しかし、こういうものを幾らでも買えば安全かというと、そういうものでもない。第一に、個人だけでなく僕らのような中小企業でも、予算には限りがある。僕らは自社の事業が主な活動目的なのであって、セキュリティを高めることは活動に寄与するしリスク対策になるとは言え、はっきり言えばセキュリティをどれほど厳重にしたってサービスや商品がたくさん売れるようになったり、儲かったりするわけではないのだ。よって、これは情報セキュリティ管理の基本として大学でも企業でもプロを目指す人たちには必ず教えられることだが、セキュリティのレベル(安全度、リスク対応度、障害耐性などなど)というものには限度があり、それは守りたい資産の価値と自社の脆弱性、そして一般的に見込まれる脅威という三つの要素で考えた「リスク」と予算配分とのバランスが大切である。

もちろん、僕は "private, personal, or family ISMS" というコンセプトを提唱しているため、同じことは家庭なり個人にも言える。企業ユースのセキュリティ・アプライアンス、たとえば Cisco ASA とか FortiGate などを自宅のルータに接続して、家庭内のネットワーク通信を保護しようとするのは、もちろん無駄ではないとしても、はっきり言ってオーバー・スペックも甚だしい。また、ちまたには何か特別なセキュリティ・ソフトを使わないと不安だとか、企業でも有料のセキュリティ・ソフトを使っていないと申し開きが立たないといった不思議な錯覚が根強くあるみたいだが、これも僕らに言わせれば無用な心配である。結論だけ言えば、Windows のセキュリティ・ソフトなんて、いまや最初から入ってる Defender でも十分だ。これに加えて、有料のソフトウェアを買ったり、あるいは個人情報を渡してまで胡散臭い無料のソフトウェアを導入するなんてことは、たいていの一般ユーザにとっては無駄なことでしかない。これは、僕の会社が認証を受けていた ISMS (Information Security Management System, JIS Q 27001) という規格の監査で、何人か入れ替わりで当社を担当してきた監査員・審査員の全員が言っていたことでもある。

その理由は、簡単だ。

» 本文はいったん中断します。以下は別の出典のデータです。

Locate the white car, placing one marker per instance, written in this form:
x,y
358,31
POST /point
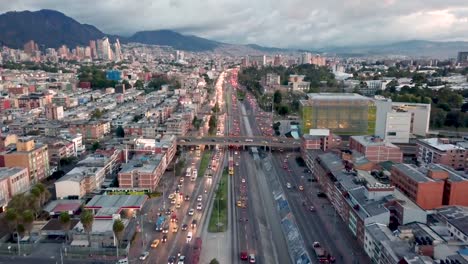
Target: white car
x,y
144,255
181,260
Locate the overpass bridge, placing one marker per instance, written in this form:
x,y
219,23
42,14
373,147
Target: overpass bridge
x,y
241,141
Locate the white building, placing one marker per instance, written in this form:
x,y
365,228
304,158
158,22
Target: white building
x,y
79,181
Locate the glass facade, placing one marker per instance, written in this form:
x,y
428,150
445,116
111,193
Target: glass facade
x,y
342,114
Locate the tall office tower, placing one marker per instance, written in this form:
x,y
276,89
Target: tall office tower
x,y
106,49
277,60
30,47
305,58
92,46
118,50
179,55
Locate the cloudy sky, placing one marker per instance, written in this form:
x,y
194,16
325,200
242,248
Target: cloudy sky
x,y
279,23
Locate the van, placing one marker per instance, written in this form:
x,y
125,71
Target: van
x,y
122,261
189,237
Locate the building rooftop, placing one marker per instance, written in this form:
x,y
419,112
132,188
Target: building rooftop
x,y
373,141
143,163
412,171
7,172
331,161
438,144
79,173
457,216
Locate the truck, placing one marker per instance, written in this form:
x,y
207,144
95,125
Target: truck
x,y
321,253
160,223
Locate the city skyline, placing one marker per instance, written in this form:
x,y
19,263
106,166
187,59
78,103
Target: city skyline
x,y
296,24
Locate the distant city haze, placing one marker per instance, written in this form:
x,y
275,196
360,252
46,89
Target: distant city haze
x,y
288,24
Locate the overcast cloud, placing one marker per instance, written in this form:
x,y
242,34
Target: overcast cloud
x,y
279,23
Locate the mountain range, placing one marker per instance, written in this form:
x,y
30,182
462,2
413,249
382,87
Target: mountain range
x,y
52,29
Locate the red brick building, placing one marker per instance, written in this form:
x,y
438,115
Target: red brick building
x,y
375,149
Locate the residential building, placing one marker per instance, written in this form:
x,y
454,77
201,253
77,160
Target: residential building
x,y
343,114
375,149
90,130
34,157
54,112
79,182
13,180
297,83
441,151
143,172
319,139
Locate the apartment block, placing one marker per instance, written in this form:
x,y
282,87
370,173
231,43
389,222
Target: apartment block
x,y
375,149
34,157
433,186
90,130
441,151
143,171
14,180
79,182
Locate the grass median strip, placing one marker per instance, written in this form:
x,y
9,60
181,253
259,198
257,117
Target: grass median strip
x,y
204,163
219,214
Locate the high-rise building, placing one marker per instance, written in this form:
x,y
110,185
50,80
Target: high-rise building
x,y
30,47
343,114
93,48
462,57
306,58
32,156
118,50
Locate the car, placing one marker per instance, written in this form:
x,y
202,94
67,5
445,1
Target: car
x,y
321,195
155,243
181,260
244,255
144,255
252,258
171,260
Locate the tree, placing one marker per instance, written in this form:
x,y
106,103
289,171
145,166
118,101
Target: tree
x,y
214,261
11,216
96,145
87,220
277,97
283,110
118,227
139,84
119,132
65,222
28,220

追加で購入したり無料でダウンロードしたセキュリティ・ソフトであろうと、僕らのように挙動の意味が分かっている人間が設定しない限りは、Defender を超えるような性能なんて発揮できないからである。昔は、ウイルスの検知率などという比較があって、セキュリティ・ソフトを細かく設定しなくても勝手に見つけて駆除してくれるような機能について、企業ごとに検知率を競っていたものだが、現代においてはシグネチャのパターンや数を元にした比較に意味はない。言い換えると、シグネチャの数なんて幾らでも増やせるものでもないし、増やしたところで企業どうしの違いは殆どなくなっている。寧ろ、未知の脅威に対応するのが現代のセキュリティ・ソフトの設計方針であろう。

だからといって、インチキ・ベンチャーみたいに「AI」だの「機械学習」だのと、本当に分かってるのかどうかも分からない数学や工学の用語を振り回したところで、完全でもないシステムを乱用した極端なポリシーには必ず第一種錯誤(偽陽性)なり第二種錯誤(偽陰性)という問題がある。そして、この一回の間違いが致命的な結果を招くことがある。とはいえ、どのていどのポリシーであれば受け入れられるかも一概には言えないところがあり、これを緩めすぎると、当たり前だがセキュリティ・ソフトを使っている意味がなくなってしまう。